Hasta hace poco, Monterrey parecía ser el único pálido reflejo de Occidente que teníamos en México. Con la Ciudad de México sometida bajo las garras de las hordas perredistas y Guadalajara convertida en un pueblote gobernado por un cura loco y fanático (Sandoval Íñiguez) me parecía que la sultana era, por lo menos, la ciudad "industriosa y pujante" del cliché con la ramplona -pero a fin de cuentas loable, si se consideran las circunstancias- aspiración de querer parecerse a Texas.

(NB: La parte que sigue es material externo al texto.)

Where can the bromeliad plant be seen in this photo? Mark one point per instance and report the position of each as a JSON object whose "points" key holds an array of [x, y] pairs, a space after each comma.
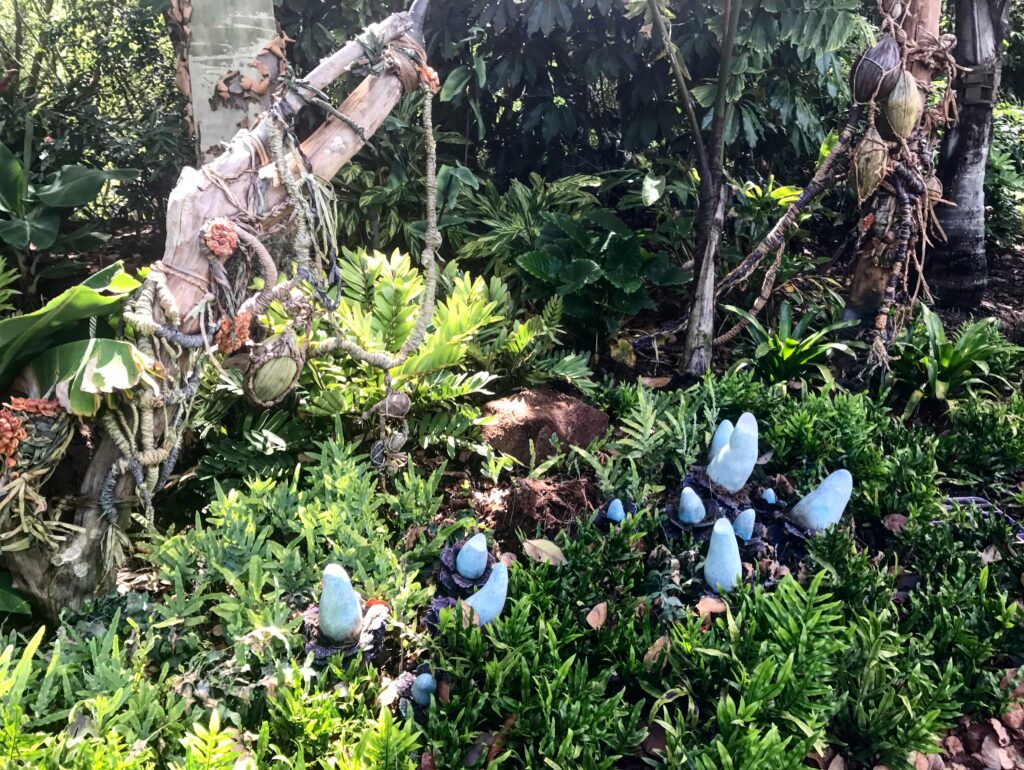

Ya perdí el poco respeto que me quedaba por Monterrey. A raíz de la muerte de la osa islandesa mi amigo Julián B. me llamó la atención de que mucho más cerca -precisamente en el Monterrey de los guayabos, pichilos, eloyes y los mencionados bazaldúas- acaban de asesinar de la manera más vil a un osito negro. Un estúpido albañil lo amarró con una soga del cuello. Pero la barbaridad de este albañil no fue lo peor, sino la actitud tanto de los camarógrafos de la tele que se apersonaron en el lugar para grabar tan ignominioso espectáculo como de los retrasados mentales curiosos que se agolparon a presenciar la agonía del osito sin hacer nada para impedirla.
De acuerdo a los especialistas, los animales bajan de las montañas para buscar agua y alimentos, ya que la falta de lluvias ha provocado una aguda escasez de vital líquido en la región. Los hombres han invadido las regiones naturales de los osos, sean polares, negros, brunos o Yogis. ¿Termirá algún día de expanderse esta funesta plaga humana?